Des invités sont venus du monde entier: Etats-Unis, Suède, Bosnie… Ca fait un an qu’on prépare ce mariage. Pour nous, c’était quand même quelque chose de sacré. On a tenu à tout financer nous-mêmes, sans passer par nos familles, pour ne pas être restreint et pouvoir tout organiser comme on le veut. La journée commence par le mariage religieux à la mosquée, puis à la commune. Toute la cérémonie est un mélange de nos deux cultures, jusqu’à la nourriture: on a pris un traiteur belge et ajouté des spécialités de chez nous.

Jamais je n’aurais imaginé que ce petit message envoyé sur Facebook aurait abouti à ça.
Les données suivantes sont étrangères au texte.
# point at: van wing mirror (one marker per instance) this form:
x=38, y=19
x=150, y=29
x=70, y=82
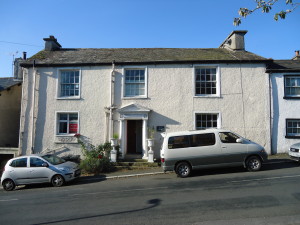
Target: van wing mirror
x=45, y=165
x=239, y=140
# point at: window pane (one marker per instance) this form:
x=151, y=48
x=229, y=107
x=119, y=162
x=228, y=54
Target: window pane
x=134, y=83
x=204, y=121
x=63, y=127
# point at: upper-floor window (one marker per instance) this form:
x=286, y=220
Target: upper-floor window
x=67, y=123
x=69, y=83
x=135, y=82
x=206, y=81
x=292, y=86
x=207, y=120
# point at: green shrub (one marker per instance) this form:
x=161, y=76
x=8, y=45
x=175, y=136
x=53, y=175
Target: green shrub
x=96, y=158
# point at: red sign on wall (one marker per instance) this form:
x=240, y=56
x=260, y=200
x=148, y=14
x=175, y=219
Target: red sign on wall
x=73, y=128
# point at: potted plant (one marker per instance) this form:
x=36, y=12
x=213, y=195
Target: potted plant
x=114, y=140
x=150, y=140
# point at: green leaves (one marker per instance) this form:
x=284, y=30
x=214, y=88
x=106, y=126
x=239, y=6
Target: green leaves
x=266, y=7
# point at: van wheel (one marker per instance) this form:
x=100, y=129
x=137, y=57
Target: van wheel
x=57, y=181
x=183, y=169
x=253, y=163
x=8, y=185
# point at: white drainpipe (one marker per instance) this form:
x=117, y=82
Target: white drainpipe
x=112, y=74
x=33, y=109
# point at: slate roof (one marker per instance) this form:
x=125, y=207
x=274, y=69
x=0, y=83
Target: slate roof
x=7, y=82
x=278, y=66
x=105, y=56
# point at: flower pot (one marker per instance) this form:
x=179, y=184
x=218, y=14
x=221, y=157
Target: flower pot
x=114, y=142
x=150, y=142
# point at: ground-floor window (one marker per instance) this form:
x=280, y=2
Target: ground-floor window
x=293, y=128
x=207, y=120
x=67, y=123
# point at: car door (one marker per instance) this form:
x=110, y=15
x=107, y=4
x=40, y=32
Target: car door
x=232, y=151
x=39, y=172
x=19, y=171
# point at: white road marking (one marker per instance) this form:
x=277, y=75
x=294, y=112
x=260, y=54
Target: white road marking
x=130, y=190
x=261, y=179
x=8, y=200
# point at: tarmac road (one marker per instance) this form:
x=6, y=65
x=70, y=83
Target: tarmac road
x=222, y=196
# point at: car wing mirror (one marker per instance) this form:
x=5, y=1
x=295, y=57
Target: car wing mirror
x=239, y=140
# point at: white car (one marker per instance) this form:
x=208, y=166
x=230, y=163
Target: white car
x=38, y=169
x=294, y=152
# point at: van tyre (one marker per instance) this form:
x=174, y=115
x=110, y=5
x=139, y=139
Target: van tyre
x=8, y=185
x=183, y=169
x=57, y=181
x=253, y=163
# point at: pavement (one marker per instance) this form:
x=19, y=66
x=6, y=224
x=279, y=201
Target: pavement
x=272, y=159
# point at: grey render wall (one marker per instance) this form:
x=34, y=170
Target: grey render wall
x=243, y=104
x=282, y=109
x=10, y=106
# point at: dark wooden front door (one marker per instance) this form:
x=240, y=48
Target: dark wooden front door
x=134, y=136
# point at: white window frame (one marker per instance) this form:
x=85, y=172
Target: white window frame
x=56, y=130
x=218, y=80
x=145, y=68
x=219, y=119
x=296, y=75
x=292, y=135
x=58, y=84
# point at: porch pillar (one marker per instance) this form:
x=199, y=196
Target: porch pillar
x=145, y=136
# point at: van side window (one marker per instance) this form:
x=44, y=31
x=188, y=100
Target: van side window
x=203, y=139
x=227, y=137
x=19, y=163
x=178, y=142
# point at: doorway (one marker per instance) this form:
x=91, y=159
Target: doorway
x=134, y=136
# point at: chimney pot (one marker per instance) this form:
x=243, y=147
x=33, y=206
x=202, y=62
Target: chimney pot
x=51, y=43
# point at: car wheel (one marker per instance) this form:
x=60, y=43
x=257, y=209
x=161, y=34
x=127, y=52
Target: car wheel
x=8, y=185
x=57, y=181
x=253, y=163
x=183, y=169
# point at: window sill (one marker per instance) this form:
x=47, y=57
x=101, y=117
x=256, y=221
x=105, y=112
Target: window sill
x=291, y=97
x=207, y=96
x=292, y=137
x=66, y=139
x=69, y=98
x=135, y=97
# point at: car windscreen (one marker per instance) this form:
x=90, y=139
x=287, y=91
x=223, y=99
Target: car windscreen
x=54, y=160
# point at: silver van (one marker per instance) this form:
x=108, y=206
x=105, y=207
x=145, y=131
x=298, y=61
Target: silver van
x=189, y=150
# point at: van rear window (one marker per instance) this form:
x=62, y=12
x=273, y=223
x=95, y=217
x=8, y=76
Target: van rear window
x=195, y=140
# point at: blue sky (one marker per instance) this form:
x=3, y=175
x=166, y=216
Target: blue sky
x=140, y=24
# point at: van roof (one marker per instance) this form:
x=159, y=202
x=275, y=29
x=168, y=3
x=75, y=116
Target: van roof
x=187, y=132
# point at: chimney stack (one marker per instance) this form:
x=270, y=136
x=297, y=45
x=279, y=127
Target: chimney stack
x=51, y=43
x=297, y=55
x=235, y=41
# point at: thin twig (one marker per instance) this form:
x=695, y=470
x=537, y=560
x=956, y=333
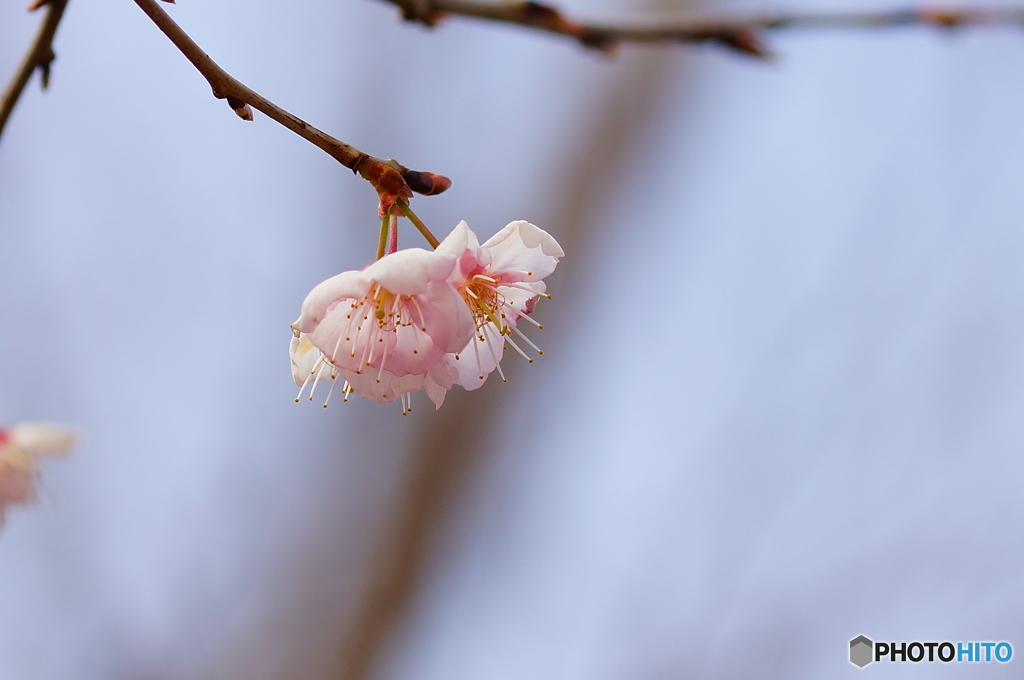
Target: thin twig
x=739, y=33
x=40, y=55
x=376, y=170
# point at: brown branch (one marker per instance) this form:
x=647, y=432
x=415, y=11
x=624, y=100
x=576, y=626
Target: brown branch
x=740, y=34
x=387, y=175
x=40, y=55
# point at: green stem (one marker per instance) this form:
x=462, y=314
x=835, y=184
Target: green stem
x=382, y=242
x=431, y=239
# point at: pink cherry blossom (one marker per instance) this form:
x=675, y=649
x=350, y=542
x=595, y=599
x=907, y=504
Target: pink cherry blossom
x=385, y=330
x=19, y=447
x=500, y=282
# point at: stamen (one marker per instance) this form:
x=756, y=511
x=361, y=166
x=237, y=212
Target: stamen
x=316, y=380
x=476, y=351
x=494, y=355
x=331, y=391
x=526, y=340
x=380, y=372
x=306, y=381
x=523, y=314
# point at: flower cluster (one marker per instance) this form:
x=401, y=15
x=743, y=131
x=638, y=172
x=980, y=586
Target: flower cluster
x=424, y=320
x=20, y=445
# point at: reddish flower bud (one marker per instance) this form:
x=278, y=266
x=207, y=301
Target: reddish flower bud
x=389, y=184
x=427, y=183
x=241, y=109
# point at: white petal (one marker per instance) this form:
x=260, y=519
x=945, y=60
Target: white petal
x=304, y=358
x=325, y=296
x=409, y=271
x=43, y=438
x=478, y=358
x=456, y=243
x=518, y=249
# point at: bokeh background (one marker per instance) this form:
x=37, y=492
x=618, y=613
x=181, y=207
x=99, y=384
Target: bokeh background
x=779, y=406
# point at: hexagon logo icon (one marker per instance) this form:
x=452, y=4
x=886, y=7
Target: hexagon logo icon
x=861, y=651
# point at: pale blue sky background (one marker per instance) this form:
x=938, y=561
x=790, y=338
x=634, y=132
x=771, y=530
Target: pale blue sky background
x=783, y=410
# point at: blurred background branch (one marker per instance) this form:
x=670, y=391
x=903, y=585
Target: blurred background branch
x=453, y=441
x=40, y=55
x=736, y=33
x=382, y=173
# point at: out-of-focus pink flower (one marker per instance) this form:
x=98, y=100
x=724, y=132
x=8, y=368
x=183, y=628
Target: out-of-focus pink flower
x=385, y=330
x=500, y=282
x=19, y=447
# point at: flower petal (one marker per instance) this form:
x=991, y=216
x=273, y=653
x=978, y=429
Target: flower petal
x=326, y=295
x=304, y=357
x=520, y=252
x=43, y=438
x=410, y=271
x=478, y=357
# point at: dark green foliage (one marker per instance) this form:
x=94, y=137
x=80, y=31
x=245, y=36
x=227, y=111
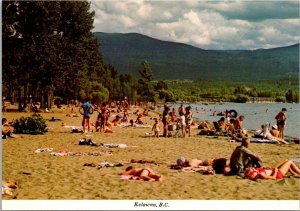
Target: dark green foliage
x=241, y=99
x=171, y=60
x=30, y=125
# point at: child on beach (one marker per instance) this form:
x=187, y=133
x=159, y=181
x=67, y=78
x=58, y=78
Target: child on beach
x=156, y=128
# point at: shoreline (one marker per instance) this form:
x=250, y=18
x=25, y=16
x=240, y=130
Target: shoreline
x=65, y=177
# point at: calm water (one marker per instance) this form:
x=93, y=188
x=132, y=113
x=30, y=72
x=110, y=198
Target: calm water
x=255, y=114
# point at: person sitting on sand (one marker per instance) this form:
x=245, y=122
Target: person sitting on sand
x=173, y=115
x=146, y=174
x=182, y=162
x=7, y=129
x=266, y=134
x=278, y=171
x=222, y=124
x=139, y=119
x=115, y=122
x=218, y=164
x=156, y=128
x=146, y=112
x=238, y=123
x=242, y=158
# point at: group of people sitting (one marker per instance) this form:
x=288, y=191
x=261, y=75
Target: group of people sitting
x=183, y=121
x=233, y=127
x=243, y=163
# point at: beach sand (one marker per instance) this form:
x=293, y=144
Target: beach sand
x=42, y=176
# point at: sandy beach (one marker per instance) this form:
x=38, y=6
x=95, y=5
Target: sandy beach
x=43, y=176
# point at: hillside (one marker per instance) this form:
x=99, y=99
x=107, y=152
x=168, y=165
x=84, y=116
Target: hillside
x=170, y=60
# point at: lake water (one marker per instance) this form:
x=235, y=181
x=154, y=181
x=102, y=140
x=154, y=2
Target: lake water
x=255, y=114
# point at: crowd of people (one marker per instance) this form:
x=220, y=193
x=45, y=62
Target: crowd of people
x=242, y=162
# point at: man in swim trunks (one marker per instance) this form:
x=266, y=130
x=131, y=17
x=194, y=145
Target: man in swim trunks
x=86, y=114
x=242, y=158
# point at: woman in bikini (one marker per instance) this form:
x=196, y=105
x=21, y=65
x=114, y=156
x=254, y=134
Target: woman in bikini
x=281, y=118
x=276, y=172
x=143, y=173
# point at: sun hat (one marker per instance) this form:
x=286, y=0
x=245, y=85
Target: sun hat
x=180, y=160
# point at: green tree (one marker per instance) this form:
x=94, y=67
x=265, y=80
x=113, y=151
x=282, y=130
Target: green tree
x=145, y=87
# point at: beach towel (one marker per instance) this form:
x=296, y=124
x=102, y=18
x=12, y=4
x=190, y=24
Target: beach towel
x=256, y=140
x=114, y=145
x=130, y=177
x=67, y=153
x=43, y=150
x=7, y=187
x=201, y=169
x=296, y=161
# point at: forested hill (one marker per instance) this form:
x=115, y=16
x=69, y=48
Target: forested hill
x=170, y=60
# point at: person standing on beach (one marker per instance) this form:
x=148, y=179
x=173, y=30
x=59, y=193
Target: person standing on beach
x=183, y=123
x=281, y=118
x=156, y=128
x=86, y=106
x=165, y=120
x=242, y=158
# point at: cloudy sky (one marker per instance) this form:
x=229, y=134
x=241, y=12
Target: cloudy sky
x=205, y=24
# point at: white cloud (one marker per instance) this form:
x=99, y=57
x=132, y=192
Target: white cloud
x=209, y=25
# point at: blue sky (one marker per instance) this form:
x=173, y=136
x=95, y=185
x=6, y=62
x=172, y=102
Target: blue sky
x=205, y=24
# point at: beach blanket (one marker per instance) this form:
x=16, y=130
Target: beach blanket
x=43, y=150
x=201, y=169
x=130, y=177
x=114, y=145
x=103, y=165
x=67, y=153
x=257, y=140
x=296, y=161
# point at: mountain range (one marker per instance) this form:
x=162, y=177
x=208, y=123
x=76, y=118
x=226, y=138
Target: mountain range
x=171, y=60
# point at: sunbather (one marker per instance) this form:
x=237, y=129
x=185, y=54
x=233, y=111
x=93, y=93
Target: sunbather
x=142, y=173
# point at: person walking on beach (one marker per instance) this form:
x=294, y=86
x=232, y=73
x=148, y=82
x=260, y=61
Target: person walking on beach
x=165, y=119
x=183, y=123
x=281, y=118
x=156, y=128
x=87, y=107
x=242, y=158
x=189, y=118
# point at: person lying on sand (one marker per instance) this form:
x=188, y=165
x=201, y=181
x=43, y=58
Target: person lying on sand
x=182, y=162
x=146, y=174
x=278, y=171
x=7, y=129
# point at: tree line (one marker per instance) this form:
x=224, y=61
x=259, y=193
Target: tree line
x=49, y=50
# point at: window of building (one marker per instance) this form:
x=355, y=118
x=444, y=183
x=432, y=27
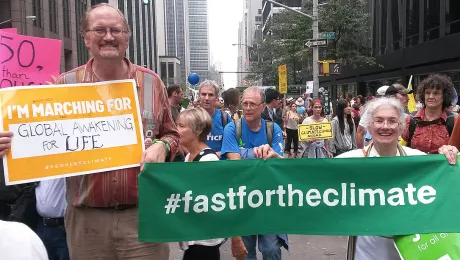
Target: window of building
x=452, y=16
x=432, y=17
x=412, y=22
x=396, y=23
x=66, y=14
x=171, y=70
x=38, y=10
x=53, y=15
x=383, y=26
x=129, y=9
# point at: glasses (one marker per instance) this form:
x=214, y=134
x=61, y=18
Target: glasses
x=392, y=123
x=101, y=31
x=250, y=105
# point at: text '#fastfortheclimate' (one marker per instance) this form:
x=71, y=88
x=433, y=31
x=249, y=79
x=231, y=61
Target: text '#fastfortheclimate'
x=348, y=195
x=68, y=108
x=72, y=135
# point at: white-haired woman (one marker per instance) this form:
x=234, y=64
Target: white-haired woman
x=194, y=125
x=385, y=120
C’était en septembre 2008, à la rentrée dans le supérieur. Un jeudi. J’étais heureux de passer en deuxième année, et j’avais regardé la liste des étudiants de première, juste comme ça. J’avais repéré son nom, parce qu’il était bosniaque, et je lui avais écrit sur Facebook, une appli méconnue à l’époque, dont un oncle qui vit aux Etats-Unis m’avait parlé. C’était juste un petit mot, du genre «De par ton prénom, je vois que tu viens des Balkans, moi aussi!» Elle m’avait répondu, agréablement surprise. Cinq ans plus tard, devant tous ces invités venus des quatre coins de monde, on se dit «oui».

Jour 2 | 5 juillet 2021

L’accouchement est prévu dans un mois. Sa grossesse est très difficile. Même au travail: je la sens au bord du burnout. J’ai envie de l’aider à trouver une solution. Mon langage de l’amour, c’est former une équipe, se soutenir, s’épauler.

Elle lit des offres d’emploi sur la tablette, dans le canapé. Elle tombe sur une job description incroyable, très alléchante, idéale pour elle. Mais qui voudrait embaucher une femme enceinte de huit mois? «Postule quand même», lui dis-je. «Joue-la honnête, précise que tu seras disponible après ton congé maternité.»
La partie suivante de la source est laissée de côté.